20 Jahre nach Inkrafttreten des ersten Vertrags über die Reduzierung strategischer Arsenale ist die atomare Abrüstung zum Erliegen gekommen

Von Wolfgang Kötter

Am 5. Dezember 1994 trat der erste Vertrag zur Reduzierung der strategischen Rüstungen (Strategic Arms Reduction Treaty - START) zwischen Russland und den USA in Kraft. Es war ein historischer Vertrag, der da am 31. Juli 1991, fünf Monate vor dem Zerfall der UdSSR, von US-Präsident George H. W. Bush und Michail Gorbatschow für die Sowjetunion unterzeichnet worden war. Sah er doch erstmals eine Verminderung der tödlichen Arsenale auf jeweils 1.600 Trägersysteme mit maximal 6.000 nuklearen Gefechtsköpfen, die Halbierung der schweren sowjetischen Interkontinentalraketen und eine Obergrenze von 4.900 auf Interkontinentalraketen und U-Booten stationierten Atomsprengköpfen vor. Weitere Festlegungen betrafen Verifikationsmaßnahmen wie Vor-Ort-Inspektionen und ein Verbot, bei Raketentestflügen die übermittelten Flugdaten zu verschlüsseln. Nach dem Ende der Sowjetunion wurde die Gültigkeit des START-Abkommens in einem Zusatzprotokoll auf die USA, Russland, Weißrussland, Kasachstan und die Ukraine umgeschrieben. Die letzteren drei Staaten haben danach ihre Atomwaffen vollständig abgerüstet.

Weitere Schritte auf dem steinigen Weg nuklearer Abrüstung

Nachdem sich zu Beginn der 1990er Jahre ein weiteres START-Abkommen abzeichnete, wurde START in START I umbenannt und lief Ende Dezember 2009 aus. START II wurde am 3. Januar 1993 von George H. W. Bush und Boris Jelzin für Russland unterzeichnet, trat jedoch nie formal in Kraft. Beide Seiten hielten sich aber weitgehend an die Hauptbestimmungen. Der Vertrag verlangte den Abbau der strategischen Atomsprengköpfe auf jeweils 3.000 bis 3.500. Der vereinbarte Verzicht auf Mehrfachsprengköpfe wurde von Russland nach der Aufkündigung des ABM-Vertrages über die Begrenzung der Raketenabwehrsysteme durch die USA in 2002 für obsolet erklärt.

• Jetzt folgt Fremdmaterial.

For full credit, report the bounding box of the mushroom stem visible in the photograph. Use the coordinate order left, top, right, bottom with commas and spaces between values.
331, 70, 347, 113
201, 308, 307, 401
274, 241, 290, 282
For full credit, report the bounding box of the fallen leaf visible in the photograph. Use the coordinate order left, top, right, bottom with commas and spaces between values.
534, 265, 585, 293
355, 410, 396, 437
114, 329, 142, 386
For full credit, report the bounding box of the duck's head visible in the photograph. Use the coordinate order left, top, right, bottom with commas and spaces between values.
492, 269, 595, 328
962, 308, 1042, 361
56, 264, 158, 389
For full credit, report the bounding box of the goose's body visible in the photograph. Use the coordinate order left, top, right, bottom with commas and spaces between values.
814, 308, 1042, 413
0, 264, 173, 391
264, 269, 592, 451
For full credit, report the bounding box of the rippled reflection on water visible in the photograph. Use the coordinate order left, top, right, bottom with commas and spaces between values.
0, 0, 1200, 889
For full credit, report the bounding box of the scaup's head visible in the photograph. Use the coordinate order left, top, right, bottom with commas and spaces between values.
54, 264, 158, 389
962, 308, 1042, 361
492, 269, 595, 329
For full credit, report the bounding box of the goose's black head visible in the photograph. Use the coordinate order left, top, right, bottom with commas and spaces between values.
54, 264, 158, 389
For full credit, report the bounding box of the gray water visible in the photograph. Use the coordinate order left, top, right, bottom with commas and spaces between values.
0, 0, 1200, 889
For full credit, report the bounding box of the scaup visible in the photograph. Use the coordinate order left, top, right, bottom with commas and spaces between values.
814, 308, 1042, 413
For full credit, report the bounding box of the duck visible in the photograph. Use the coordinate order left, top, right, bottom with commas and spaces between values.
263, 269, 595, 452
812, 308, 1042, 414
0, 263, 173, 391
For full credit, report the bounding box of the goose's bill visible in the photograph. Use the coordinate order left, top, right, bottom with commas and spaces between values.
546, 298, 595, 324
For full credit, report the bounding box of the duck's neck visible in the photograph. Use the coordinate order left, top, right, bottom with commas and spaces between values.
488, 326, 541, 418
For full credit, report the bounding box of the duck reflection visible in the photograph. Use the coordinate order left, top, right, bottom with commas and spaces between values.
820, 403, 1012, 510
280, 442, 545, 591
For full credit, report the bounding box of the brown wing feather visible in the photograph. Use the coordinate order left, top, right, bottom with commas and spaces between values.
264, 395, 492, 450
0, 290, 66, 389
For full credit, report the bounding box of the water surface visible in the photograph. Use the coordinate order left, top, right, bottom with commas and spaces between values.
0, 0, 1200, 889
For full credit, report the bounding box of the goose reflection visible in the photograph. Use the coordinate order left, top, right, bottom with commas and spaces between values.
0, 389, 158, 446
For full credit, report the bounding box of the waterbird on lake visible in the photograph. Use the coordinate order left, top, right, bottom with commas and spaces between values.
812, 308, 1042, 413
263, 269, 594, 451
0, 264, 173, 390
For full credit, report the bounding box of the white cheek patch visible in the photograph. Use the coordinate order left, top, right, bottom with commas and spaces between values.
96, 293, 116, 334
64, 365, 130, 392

Ein weiterer Vertrag über die Reduzierung Strategischer Offensivwaffen (Strategic Offensive Reduction Treaty - SORT) wurde am 24. Mai 2002 von Wladimir Putin und George W. Bush unterzeichnet und trat am 1. Juni 2003 in Kraft. Die USA und Russland verpflichteten sich darin, innerhalb von zehn Jahren ihre strategischen Kernwaffenpotenziale um zwei Drittel, auf je 1.700 bis 2.200 zu verringern. Problematisch daran war, dass die abgebauten Sprengköpfe nicht vernichtet, sondern lediglich eingelagert wurden, sodass sie jederzeit für die Umrüstung auf neue Kernwaffen wie Mini-Nukes und Bunkerbrecher hätten verwendet werden können. Außerdem gab es keine Kontrollbestimmungen. Der Vertrag lief Ende 2012 aus.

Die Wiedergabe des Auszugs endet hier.